14. Oktober 2014

Basler Forscher verbessern Diagnose von Herzinfarkten bei Frauen

Frauen haben ein höheres Risiko, an einem Herzinfarkt zu sterben als Männer. Weshalb dies so ist, ist nicht gut erforscht. Es könnte daran liegen, dass Frauen Symptome eines Herzinfarkts länger ignorieren, entsprechend später ins Spital gehen und auf der Notfallstation weniger ernst genommen werden als Männer. Eine Forschungsgruppe des Universitätsspitals Basel hat nun Lösungsansätze gefunden, um die Diagnose von Herzinfarkten bei Frauen zu verbessern.

 

Der Herzinfarkt ist eine der häufigsten Todesursachen weltweit. Obwohl prozentual weniger Frauen einen Herzinfarkt erleiden als Männer, ist das Risiko als Frau an einem Herzinfarkt zu sterben höher als das der Männer. Die höhere Sterblichkeitsrate erklärt sich womöglich damit, dass bei Frauen mehr falsche oder verspätete Diagnosen gestellt werden als bei Männern. Deshalb wollte die Forschungsgruppe des Universitätsspitals Basel (USB) herausfinden, ob frauenspezifische Symptome existieren, anhand derer das Risiko für Herzinfarkte bei Frauen frühzeitig zu erkennen und einzudämmen wäre.

Nachdem frühere Studien darüber berichteten, dass es bei den Symptomen eines Herzinfarkts geschlechtsspezifische Unterschiede gebe, kann dies die neue, federführend am USB erstellte Studie nur bedingt bestätigen. Zwar wurde festgestellt, dass Frauen und Männer bei Herzinfarkten teilweise unterschiedliche Formen von Brustschmerzen erleben, doch sind die Ergebnisse nicht signifikant genug, um von tatsächlich geschlechtsspezifischen Symptomen sprechen zu können.

Für Projektleiterin Dr. Maria Rubini Giménez und Studienleiter Prof. Christian Müller, Leitender Arzt Kardiologie des USB und Leiter Cardiovascular Research Institute Basel (CRIB), ist die Hauptaussage aus der Studie klar: In der Behandlung von Frauen und Männern, die über Brustschmerzen klagen, darf es beim ersten Arztkontakt keinen Unterschied geben. Deshalb muss bei allen Frauen, die mit Verdacht auf Herzinfarkt eine Notfallstation aufsuchen, gleich verfahren werden wie es bei Männern Standard ist: Zwingend nötig sind ein Elektrokardiogramm zur Aufzeichnung der elektrischen Aktivität des Herzens und eine Blutanalyse zur Bestimmung des kardialen Troponin, welches im Falle eines Herzinfarktes erhöht ist.

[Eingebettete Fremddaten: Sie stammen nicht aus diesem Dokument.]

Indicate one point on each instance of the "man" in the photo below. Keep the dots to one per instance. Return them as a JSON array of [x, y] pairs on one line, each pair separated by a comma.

Rasche Diagnose ist entscheidend

Eine Verbesserung der Frühdiagnose des Herzinfarkts ist für Frauen wie Männer essentiell. Denn je schneller die Diagnose Herzinfarkt feststeht, umso schneller kann eine Therapie begonnen und das Risiko eines tödlichen Ausgangs verringert werden. Mit jeder Minute ohne Therapie steigt die Wahrscheinlichkeit, an einem Herzinfarkt zu sterben oder aufgrund einer Herzschwäche deutlich an Lebensqualität einzubüssen.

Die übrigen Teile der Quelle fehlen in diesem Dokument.